Cardstock or patterned paper (with double sided paper both sides will show)
Ribbon or string
Tape (not pictured)
Eye pins

One sheet of 8.5″x11″ cardstock will make 4 pinwheels which are 4.25″x4.25″.  The finished pinwheel tip to tip is larger though, since they are diagonally cut.  They end up being about 6″ tip to tip, which is a perfect size for a garland.

Using your paper trimmer, cut out a square 4.25″x4.25″.  Lightly draw straight lines using a pencil on the diagonals (I’ve drawn mine a little dark so they would show up in the photo for you.)  Mark about two thirds of the way to the center of the square and cut along those lines to the marks as shown.

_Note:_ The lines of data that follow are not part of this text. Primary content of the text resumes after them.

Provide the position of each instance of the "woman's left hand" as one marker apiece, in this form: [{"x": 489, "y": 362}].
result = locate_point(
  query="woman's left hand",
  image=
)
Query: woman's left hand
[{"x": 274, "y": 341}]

Punch holes in the corners of the triangles as shown.  Punch every other tip of the corners, plus the center.  I used a pencil to punch through the center as my crop-a-dile wouldn’t punch that far in.  This hole doesn’t need to be pretty since it will be hidden by the brad. Curl up the edges with the punched holes a bit so that when they are bent over they do not crease the paper.  If you are using thin paper (like patterned scrapbook paper) you may not need to do this at all.

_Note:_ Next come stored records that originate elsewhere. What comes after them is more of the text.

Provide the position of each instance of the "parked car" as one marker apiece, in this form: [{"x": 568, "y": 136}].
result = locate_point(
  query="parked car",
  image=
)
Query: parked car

The next step takes a bit of coordination, but this is the easiest way I have found.  Place your brad through the first hole, facing the center.  Next slip the next on, while still holding the brad.

Work your way around, slipping on each corner until all four are on the brad.

Still holding the brad and paper in place, insert it through the center hole and secure in the back by folding the brad down on both sides.

You’ve made the pinwheel, now to create the garland.  Simply punch holes on two opposite sides of the pinwheel.

Insert ribbon through two of the holes you create on two pinwheels and tie the ribbon in a knot.

To secure and hide the knot, I just tape the tail down on the back of the pinwheel. Repeat this process for as many links as it takes to create the length of garland you want.

After this step, I thought I was done with my garland.  I went to hang it from my mantle and realized that another step would need to be added.  When I hung it up, the pinwheels, weighted in the middle by the brads, wanted to point to the ceiling.  I definitely didn’t think that was as pretty as if they were pointing out into the room.  So, in order to weight them differently, I attached beads to the bottom points of each pinwheel.

Gather your materials for your bead embellishment weights.  I used some teardrop shaped beads and some small green ones as well, to use some spring colors.

Insert your beads on the eye pins and bend the remaining length of pin over.

Using your jewelry piers, create a loop at the top of the beads.

Punch a small hole (or use a pin) very close to the edge of the bottom points of your pinwheels.  Open up the loop with your pliers, slip it through the hole in the paper, and close it again.

Repeat the process of adding the beads to each pinwheel on your garland.

Even though I didn’t plan to add the beads, I really like that they add just a little to the garland that I wouldn’t otherwise have thought to add.  It still keeps the project simple, serves a purpose, and adds cuteness.

Where would you put this garland in your home?  Are you ready to welcome spring with open arms like me?  On Friday I’ll show you my mantle decorated for spring much like I did for Valentine’s Day.